“Até breve, meu filho”, diz pai em enterro de vascaíno morto por flamenguistas.

Sob forte comoção, Eumar Vaz, 34 anos, foi velado nesta terça-feira (23/9) no cemitério Campo da Esperança, em Brazlândia.

BRENO ESAKI/METRÓPOLES
 
Familiares, amigos e companheiros de torcida se despediram Eumar Vaz, 34 anos, vascaíno brutalmente agredido e morto a facadas por flamenguistas, no último domingo (21/9), em um ônibus coletivo do Distrito Federal.
 

“Meu filho, eu te amo. Foi linda essa homenagem. Em breve nos veremos, meu filho”, disse José Eumar, ao fechar o caixão.

Conhecido como Dark pelos amigos e apelidado de Júnior pela família, Eumar Vaz foi velado sob as lágrimas e o carinho de cerca de 100 pessoas. O velório, realizado no Campo da Esperança de Brazlândia, foi embalado pela bateria da Força Jovem do Vasco (FJV), torcida organizada da qual Eumar fazia parte.

 
 

“É uma homenagem mais que merecida. Aqui está tudo que ele gosta: os irmãos, o Vasco, a bateria da Força Jovem… a gente tá aqui fazendo nosso papel”, disse o torcedor Douglas Eduardo, 30, amigo de Eumar há quase uma década.

“Eu vi o Eumar entrar na torcida, há 9, 10 anos. Ali, começou uma amizade, naquela coisa que ambientar o mais novo, estar ali todo jogo”, relembra Eduardo. “Ele era um irmão, estava a postos para tudo que precisasse dele.”

Família pede justiça

A esteticista Kellyane Abadia, 40, espera uma ação enérgica das autoridades para a prisão dos envolvidos no crime que tirou a vida do irmão. “Peço encarecidamente às autoridades que façam tudo que estiver ao alcance para identificar esses criminosos”, diz.

O crime

Um vídeo mostra o momento em que Eumar é atacado e tem a camisa rasgada à força por um grupo do time rival dentro do ônibus.

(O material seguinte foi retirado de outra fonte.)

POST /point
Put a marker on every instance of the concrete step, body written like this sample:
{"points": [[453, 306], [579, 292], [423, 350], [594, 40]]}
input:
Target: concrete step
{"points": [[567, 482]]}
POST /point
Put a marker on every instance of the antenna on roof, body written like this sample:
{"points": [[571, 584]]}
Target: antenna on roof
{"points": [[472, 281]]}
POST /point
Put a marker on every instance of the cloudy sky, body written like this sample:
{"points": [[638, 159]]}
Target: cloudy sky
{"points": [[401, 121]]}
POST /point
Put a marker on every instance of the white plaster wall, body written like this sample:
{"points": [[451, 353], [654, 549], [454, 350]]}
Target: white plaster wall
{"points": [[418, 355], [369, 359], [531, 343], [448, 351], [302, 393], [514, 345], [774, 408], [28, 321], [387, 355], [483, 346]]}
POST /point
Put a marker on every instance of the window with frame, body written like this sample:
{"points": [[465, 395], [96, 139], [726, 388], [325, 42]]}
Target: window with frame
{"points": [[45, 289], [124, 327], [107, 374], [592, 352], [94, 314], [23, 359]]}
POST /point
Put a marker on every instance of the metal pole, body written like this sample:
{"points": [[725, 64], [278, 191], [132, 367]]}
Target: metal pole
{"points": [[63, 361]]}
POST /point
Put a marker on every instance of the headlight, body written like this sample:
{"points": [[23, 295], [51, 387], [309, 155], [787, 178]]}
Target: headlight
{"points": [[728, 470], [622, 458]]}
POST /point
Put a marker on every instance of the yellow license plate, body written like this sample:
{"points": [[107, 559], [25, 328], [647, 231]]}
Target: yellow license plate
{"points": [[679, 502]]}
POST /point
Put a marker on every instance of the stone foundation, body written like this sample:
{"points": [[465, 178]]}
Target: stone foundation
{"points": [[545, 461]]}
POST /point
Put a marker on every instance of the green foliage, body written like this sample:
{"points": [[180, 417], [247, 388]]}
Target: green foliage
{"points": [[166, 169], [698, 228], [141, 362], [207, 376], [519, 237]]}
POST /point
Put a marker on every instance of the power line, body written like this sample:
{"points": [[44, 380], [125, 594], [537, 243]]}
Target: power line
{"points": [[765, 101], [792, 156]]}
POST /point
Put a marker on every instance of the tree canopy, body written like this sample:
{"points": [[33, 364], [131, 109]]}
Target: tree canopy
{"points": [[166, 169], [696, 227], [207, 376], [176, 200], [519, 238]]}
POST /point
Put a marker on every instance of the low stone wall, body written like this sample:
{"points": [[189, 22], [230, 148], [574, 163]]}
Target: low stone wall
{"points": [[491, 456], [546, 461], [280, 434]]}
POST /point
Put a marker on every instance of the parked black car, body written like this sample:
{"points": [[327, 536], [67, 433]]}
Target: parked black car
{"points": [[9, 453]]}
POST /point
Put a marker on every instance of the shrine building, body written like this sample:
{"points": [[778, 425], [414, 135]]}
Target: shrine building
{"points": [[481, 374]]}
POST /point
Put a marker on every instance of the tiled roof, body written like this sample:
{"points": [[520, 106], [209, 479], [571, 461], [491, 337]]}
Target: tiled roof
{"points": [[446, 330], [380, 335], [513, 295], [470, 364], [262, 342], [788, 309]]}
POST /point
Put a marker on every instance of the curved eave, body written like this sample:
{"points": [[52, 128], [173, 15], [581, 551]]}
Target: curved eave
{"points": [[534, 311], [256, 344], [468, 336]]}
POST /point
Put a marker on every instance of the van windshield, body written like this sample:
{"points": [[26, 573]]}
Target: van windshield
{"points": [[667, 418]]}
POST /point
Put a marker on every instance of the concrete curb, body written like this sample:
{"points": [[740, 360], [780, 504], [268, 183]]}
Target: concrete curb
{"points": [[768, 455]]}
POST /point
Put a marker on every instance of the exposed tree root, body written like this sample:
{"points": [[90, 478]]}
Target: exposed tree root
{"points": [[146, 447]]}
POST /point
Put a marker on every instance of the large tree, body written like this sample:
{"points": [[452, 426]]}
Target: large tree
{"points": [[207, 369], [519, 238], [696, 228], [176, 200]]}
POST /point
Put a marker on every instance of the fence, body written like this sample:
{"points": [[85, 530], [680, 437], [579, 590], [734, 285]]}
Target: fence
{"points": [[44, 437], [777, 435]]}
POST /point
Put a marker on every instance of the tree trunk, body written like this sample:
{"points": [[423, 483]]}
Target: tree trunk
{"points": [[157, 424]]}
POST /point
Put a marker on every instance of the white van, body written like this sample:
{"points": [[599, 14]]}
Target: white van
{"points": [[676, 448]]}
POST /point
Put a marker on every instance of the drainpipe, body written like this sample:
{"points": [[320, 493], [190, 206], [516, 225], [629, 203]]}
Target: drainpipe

Ao fim da confusão, enquanto os torcedores fugiam do local, um deles grita ao vascaíno “aqui é a jovem, desgraça”, referindo-se à organizada do Flamengo. No vídeo, é possível observar um dos torcedores com a camisa da organizada, e outro com um pedaço de pau.

O ônibus em que Eumar foi esfaqueado ficou com rastros de sangue na parte da frente, em um cenário de terror. O vascaíno pegou um ônibus da linha 812.1 da empresa Urbi, com itinerário da QNQ/QNR, rumo ao Recanto das Emas. Cerca de 20 flamenguistas estavam no veículo.

 

Quando o ônibus seguiu viagem, um dos flamenguistas teria gritado: “O Flamengo não ganhou, temos que bater em alguém”. Algumas paradas após o grupo embarcar, Eumar teria entrado no ônibus sem camisa; o motorista solicitou que o passageiro se vestisse, e o vascaíno atendeu ao pedido, colocando, então, uma vestimenta do Vasco.

Segundo o testemunho do motorista, ao perceberem a presença do vascaíno, os agressores gritaram repetidamente para que ele tirasse a camisa. Após a recusa de Eumar, a situação escalou para uma briga, com troca de socos. Naquele momento, o ônibus parou e, assim que as portas se abriram, os agressores que estavam na parte traseira desembarcaram e se dirigiram para a frente, com a intenção de agredir o vascaíno.

 
O motorista tentou defender o vascaíno, mas foi puxado pela camisa e afastado pelos flamenguistas. Ele desceu do ônibus e começou a gritar, pedindo aos agressores que parassem e também clamando por socorro.

Após cessarem as agressões, o motorista retornou ao veículo e tirou o ônibus do local, pois o grupo do Flamengo estava nas proximidades. Eumar teria começado a piorar, aparentava um olhar longe e tinha baba com sangue pela boca. Ele foi socorrido e encaminhado ao hospital pelo Corpo de Bombeiros Militar do Distrito Federal (CBMDF), passou por cirurgia, mas não resistiu.